Csaba macht Handarbeit, im wahrsten Sinne. Wischen, saugen, klopfen. Er trägt feste Arbeitsschuhe, aber keine Handschuhe. Die seien nicht nötig, sagt er, denn in ihrer Waschanlage verwendeten sie nur biologische Mittel. Ausschlag an den Händen? Nein, kennt er nicht. Noch nie vorgekommen.
Drüben, vor der Waschstraße, tragen Csabas Mitarbeiter Gummistiefel. Sie arbeiten mit einer sogenannten Lanze, einem Hochdruckgerät, damit befreien sie die Autos vom gröbsten Schmutz. Das ist nötig, weil dieser Schmutz ansonsten unter Einwirkung der Bürsten in der Waschstraße zerrieben – und geradewegs wie Schmirgelpapier den Lack zerkratzen würde.
Im Sommer herrschen hier Verhältnisse wie in einer Sauna. Es ist heiß, und dazu kommt eine permanent hohe Luftfeuchtigkeit. Im Winter ist es anders, aber keineswegs besser. Da herrscht eine unangenehm feuchte Kälte. Man kann also sagen, dass die Arbeit hier gewissermaßen das genaue Gegenstück ist zur Arbeit in einem klimatisierten Büro.
Csabas Mitarbeiter sind großteils unter 30, mithin in einem Alter, da man diese widrigen Bedingungen noch gut wegsteckt. Sie arbeiten zwei Tage hintereinander, jeweils für zwölf Stunden, dann haben sie zwei Tage frei, so sieht hier der Schichtrhythmus aus.

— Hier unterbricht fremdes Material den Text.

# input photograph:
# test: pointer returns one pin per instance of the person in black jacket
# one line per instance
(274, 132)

Die Autowaschstraße kam bei uns in den 1960er-Jahren auf. Die in Wien-Penzing ist eine von aktuell etwa 20 Anlagen in Wien und besteht schon seit 40 Jahren. Ihr stolzes Alter ist ihr anzusehen, die Wände könnten ruhig mal wieder gestrichen werden. Andererseits: Da diese Anlage nicht auf modern tut, nicht auf falschen Schein, wirkt sie sympathisch. Die wirklich notwendigen Nachrüstungen, wie etwa zuletzt den Tausch der alten Filzbürsten gegen moderne Schaumstoffbürsten, die führt sie regelmäßig durch.

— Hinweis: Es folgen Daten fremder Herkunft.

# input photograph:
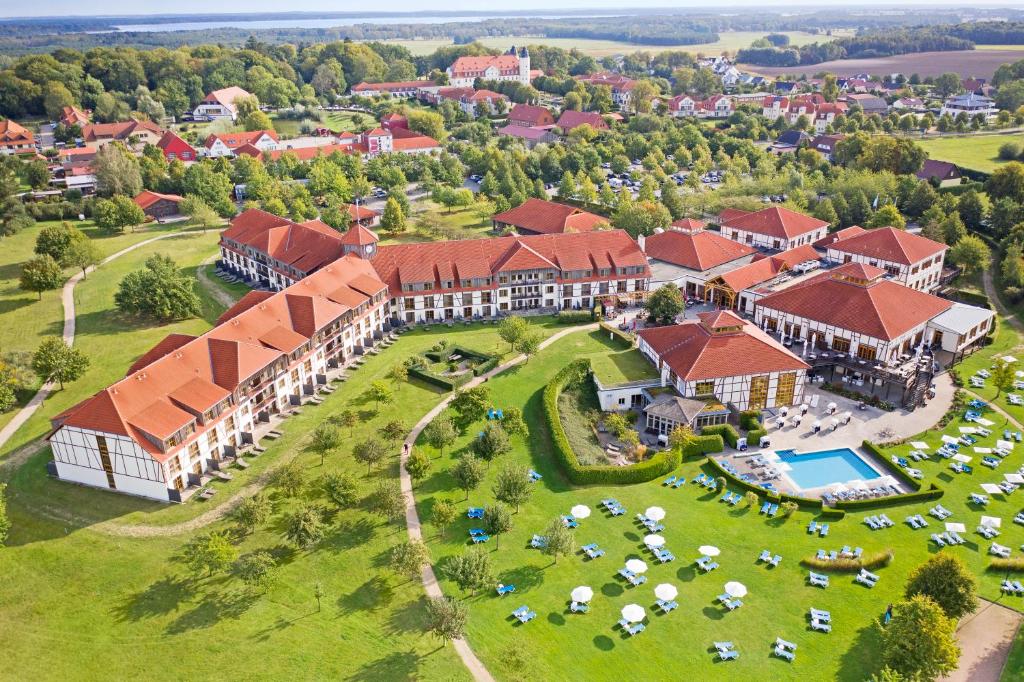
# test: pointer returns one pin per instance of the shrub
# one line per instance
(658, 465)
(728, 433)
(850, 564)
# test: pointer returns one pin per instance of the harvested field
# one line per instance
(979, 64)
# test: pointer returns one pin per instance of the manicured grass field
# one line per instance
(104, 605)
(728, 41)
(590, 646)
(975, 152)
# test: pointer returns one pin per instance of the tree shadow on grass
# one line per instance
(861, 656)
(212, 609)
(395, 666)
(161, 598)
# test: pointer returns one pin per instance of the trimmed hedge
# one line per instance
(728, 433)
(624, 337)
(933, 493)
(658, 465)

Einst musste die auf Sauberkeit bedachte Autobesitzerin selbst zu Kübel und Schwamm greifen, davon befreite sie die Waschstraße. Alle Arbeit erledigen da die Bürsten, während die Fahrerin einfach im Auto sitzen bleibt. Sie braucht nichts zu tun. Soll auch nichts tun. Ein Förderband transportiert das Auto von einem Abschnitt der Waschanlage zum nächsten.
Pudelnass
Doch neulich, erzählt Csaba, kam es wieder einmal zu einem Zwischenfall: Eine ältere Dame stieg mitten in der Waschanlage aus ihrem Auto. «Sie wurde pudelnass. Zum Glück nur das, wenn sie in das Förderband geraten wäre, hätte sie sich arg verletzen können.» Diese Dame geriet in Panik, als sie die Bürsten auf sich zukommen sah, von vorne und von der Seite. Durch die Waschanlage fährt man wie durch eine Art Tunnel – nichts für Menschen mit Platzangst.
Eine Alternative sind die sogenannten Portalanlagen, von denen es, meist angeschlossen an eine Tankstelle, unzählige gibt. Da bewegen sich die Bürsten um das stehende Auto – und der Fahrer, die Fahrerin wartet draußen.
Hochbetrieb, sagt Csaba, herrsche in seiner Waschanlage immer von Frühjahr bis Sommer, wenn Saharasand und Blütenstaub sich auf das geliebte Blech legen. Im Winter sei eher Flaute: «Da kommen die Leute nur, um den Unterboden vom Salz zu befreien. Eine Wäsche machen sie kaum, denn wenn sie aus der Waschstraße fahren, auf die verschmutzte Fahrbahn, ist ihr Auto bald wieder dreckig.»
Zwei Stunden hat Csaba an dem Van gearbeitet. Nun wird er mit der Innenreinigung fertig. Als Letztes kommen die Fenster dran, wie immer, auch dies eine goldene Regel in dieser Branche. Er fährt das Auto nach draußen, bei Sonnenlicht erfolgt die letzte Überprüfung. Alles muss picobello sein, so wünscht es der Kunde.
Bücken, strecken, wischen. Die Innenreinigung ist ein wahres Fitnessprogramm. Bei permanentem Lärmpegel. Und trotzdem: Csaba versichert glaubhaft, dass die Arbeit für ihn vor allem Entspannung bedeutet: «Ich kann dabei herrlich abschalten. Das ist Routine für mich, ich denke währenddessen an alles Andere, nur nicht an die Arbeit.» Jedenfalls bis es wieder für ihn heißt, zwischen zwei Streithähne zu gehen.